Insurance companies like your business because they like your money. Sometimes, insurance companies do not like paying money to you.
The Arizona Department of Insurance protects consumers in conflicts with insurers. The state offers an appeals process when an insurance company denies a request or claim.
Decisions to appeal
You can appeal when your insurance company:
- Does not approve a service requested by you or your provider
- Does not pay for a service you already received
- Decides a service or claim is not “medically necessary”
- Decides the policy does not cover a service or claim and you disagree
- Fails to respond to your request for a service within 10 business days
- Does not approve a referral to a specialist
Appeals are not always possible. You cannot appeal a disagreement
over the amount of your copayment, rate increases or if a company decides not to insure you.
The appeals process
Either you or your provider can file an appeal. Under state law, you must first file an appeal with the insurance company. The state may get involved if you are not satisfied with the company’s response.
The appeals process depends on many factors. Chief among them is the urgency of your medical situation. Some conditions demand immediate attention. Others do not. Depending on the urgency, you can pursue either an expedited or standard review.

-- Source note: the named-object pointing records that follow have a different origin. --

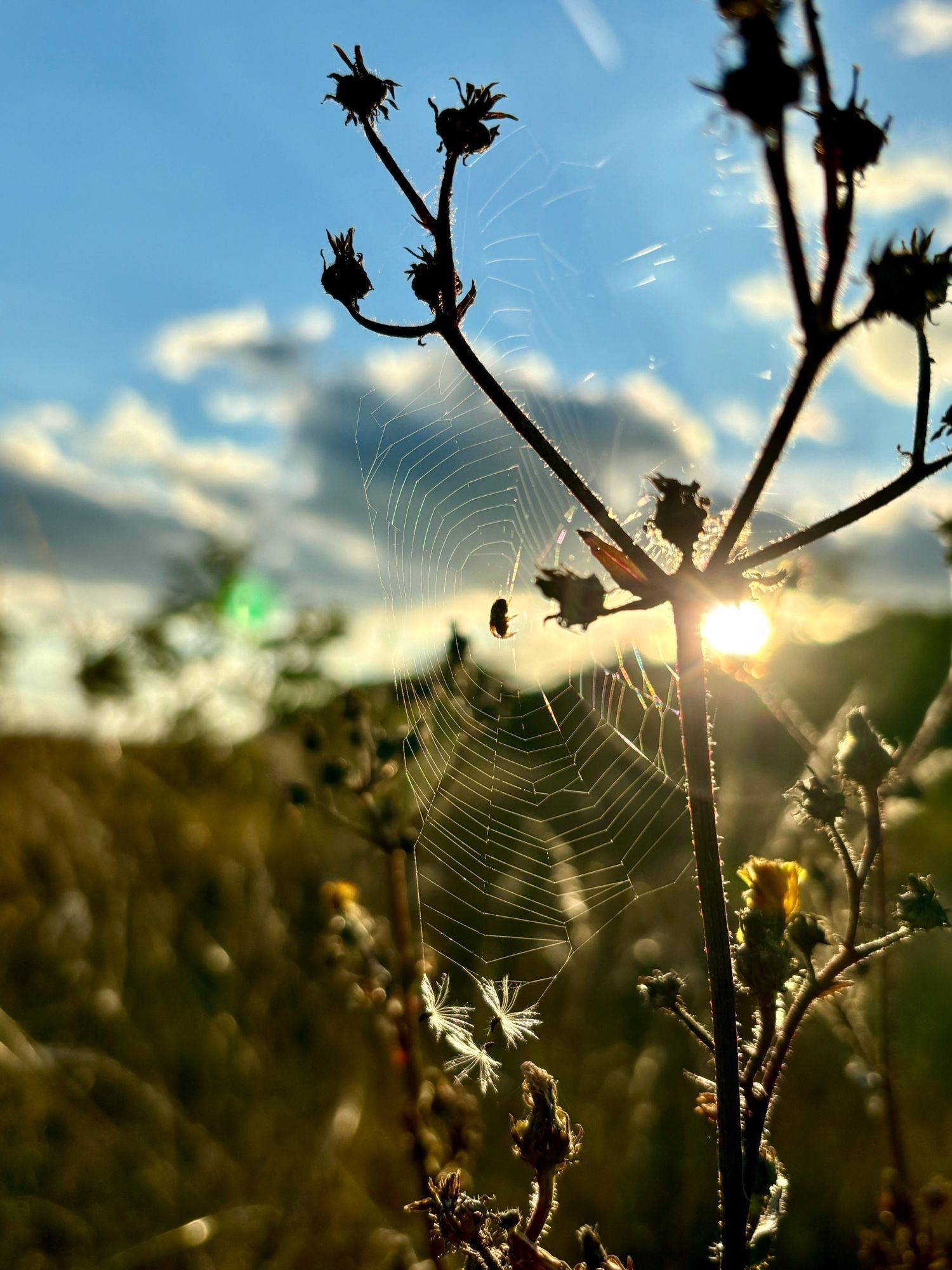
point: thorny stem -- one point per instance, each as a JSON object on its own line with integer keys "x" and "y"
{"x": 922, "y": 399}
{"x": 544, "y": 448}
{"x": 545, "y": 1198}
{"x": 777, "y": 168}
{"x": 692, "y": 699}
{"x": 799, "y": 391}
{"x": 695, "y": 1027}
{"x": 423, "y": 214}
{"x": 907, "y": 481}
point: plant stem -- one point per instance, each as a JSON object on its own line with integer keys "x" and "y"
{"x": 799, "y": 391}
{"x": 548, "y": 453}
{"x": 545, "y": 1198}
{"x": 407, "y": 1024}
{"x": 692, "y": 699}
{"x": 907, "y": 481}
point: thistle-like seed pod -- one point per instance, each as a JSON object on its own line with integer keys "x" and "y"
{"x": 362, "y": 95}
{"x": 863, "y": 756}
{"x": 909, "y": 284}
{"x": 346, "y": 279}
{"x": 681, "y": 512}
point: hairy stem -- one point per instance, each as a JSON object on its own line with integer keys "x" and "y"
{"x": 776, "y": 156}
{"x": 544, "y": 448}
{"x": 692, "y": 698}
{"x": 902, "y": 485}
{"x": 799, "y": 391}
{"x": 545, "y": 1198}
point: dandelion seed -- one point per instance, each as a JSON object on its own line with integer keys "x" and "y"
{"x": 516, "y": 1026}
{"x": 450, "y": 1022}
{"x": 474, "y": 1060}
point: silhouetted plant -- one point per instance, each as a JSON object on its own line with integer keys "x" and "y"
{"x": 777, "y": 954}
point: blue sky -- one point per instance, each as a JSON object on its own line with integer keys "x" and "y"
{"x": 164, "y": 338}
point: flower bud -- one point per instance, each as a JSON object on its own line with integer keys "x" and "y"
{"x": 661, "y": 990}
{"x": 426, "y": 280}
{"x": 863, "y": 756}
{"x": 818, "y": 801}
{"x": 581, "y": 600}
{"x": 920, "y": 907}
{"x": 681, "y": 512}
{"x": 545, "y": 1140}
{"x": 909, "y": 284}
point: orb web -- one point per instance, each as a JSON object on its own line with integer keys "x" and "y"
{"x": 543, "y": 764}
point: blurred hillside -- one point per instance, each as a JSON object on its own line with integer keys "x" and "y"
{"x": 199, "y": 1060}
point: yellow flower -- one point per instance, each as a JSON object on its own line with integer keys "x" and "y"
{"x": 774, "y": 886}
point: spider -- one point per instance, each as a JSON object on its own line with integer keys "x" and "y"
{"x": 499, "y": 619}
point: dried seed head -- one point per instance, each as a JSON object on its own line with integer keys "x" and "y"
{"x": 909, "y": 284}
{"x": 764, "y": 86}
{"x": 346, "y": 279}
{"x": 361, "y": 95}
{"x": 426, "y": 280}
{"x": 545, "y": 1140}
{"x": 681, "y": 512}
{"x": 819, "y": 801}
{"x": 863, "y": 756}
{"x": 662, "y": 990}
{"x": 805, "y": 933}
{"x": 581, "y": 600}
{"x": 920, "y": 907}
{"x": 850, "y": 135}
{"x": 463, "y": 129}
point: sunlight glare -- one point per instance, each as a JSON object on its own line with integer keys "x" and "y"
{"x": 737, "y": 629}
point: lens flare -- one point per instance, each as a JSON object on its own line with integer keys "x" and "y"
{"x": 739, "y": 631}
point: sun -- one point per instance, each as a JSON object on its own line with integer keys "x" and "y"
{"x": 737, "y": 629}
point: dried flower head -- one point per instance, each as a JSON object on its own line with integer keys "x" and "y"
{"x": 546, "y": 1139}
{"x": 909, "y": 284}
{"x": 661, "y": 990}
{"x": 426, "y": 280}
{"x": 516, "y": 1026}
{"x": 445, "y": 1020}
{"x": 920, "y": 907}
{"x": 463, "y": 129}
{"x": 681, "y": 512}
{"x": 774, "y": 886}
{"x": 819, "y": 801}
{"x": 346, "y": 279}
{"x": 581, "y": 600}
{"x": 864, "y": 756}
{"x": 765, "y": 84}
{"x": 852, "y": 139}
{"x": 456, "y": 1217}
{"x": 361, "y": 95}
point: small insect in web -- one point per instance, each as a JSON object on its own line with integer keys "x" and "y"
{"x": 499, "y": 619}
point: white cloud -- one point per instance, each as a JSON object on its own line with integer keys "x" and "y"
{"x": 313, "y": 326}
{"x": 883, "y": 358}
{"x": 183, "y": 349}
{"x": 234, "y": 407}
{"x": 741, "y": 420}
{"x": 923, "y": 26}
{"x": 663, "y": 406}
{"x": 764, "y": 298}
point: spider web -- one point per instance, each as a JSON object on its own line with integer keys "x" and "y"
{"x": 543, "y": 764}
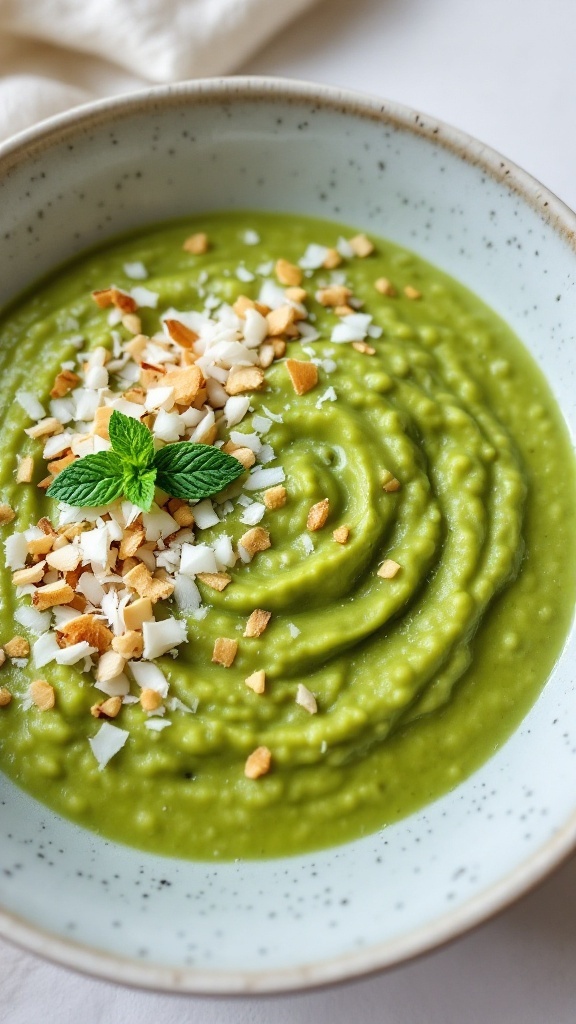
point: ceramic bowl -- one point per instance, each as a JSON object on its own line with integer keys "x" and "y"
{"x": 282, "y": 925}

The process becomes complicated. Terms such as medical necessity and contract coverage may come into play. You need documentation and must meet deadlines.
The process can involve the insurance director reviewing the case. It can also include the Office of Administrative Hearings.
A good appeal
Insurance companies specialize in red tape. Their rules are complex. The government’s laws are also complex.
All you want is care for your medical condition. You can read through your policy and visit the state website for information, but it is far too easy for you to make a simple mistake that jeopardizes your appeal. When your health is at stake, always explore your options.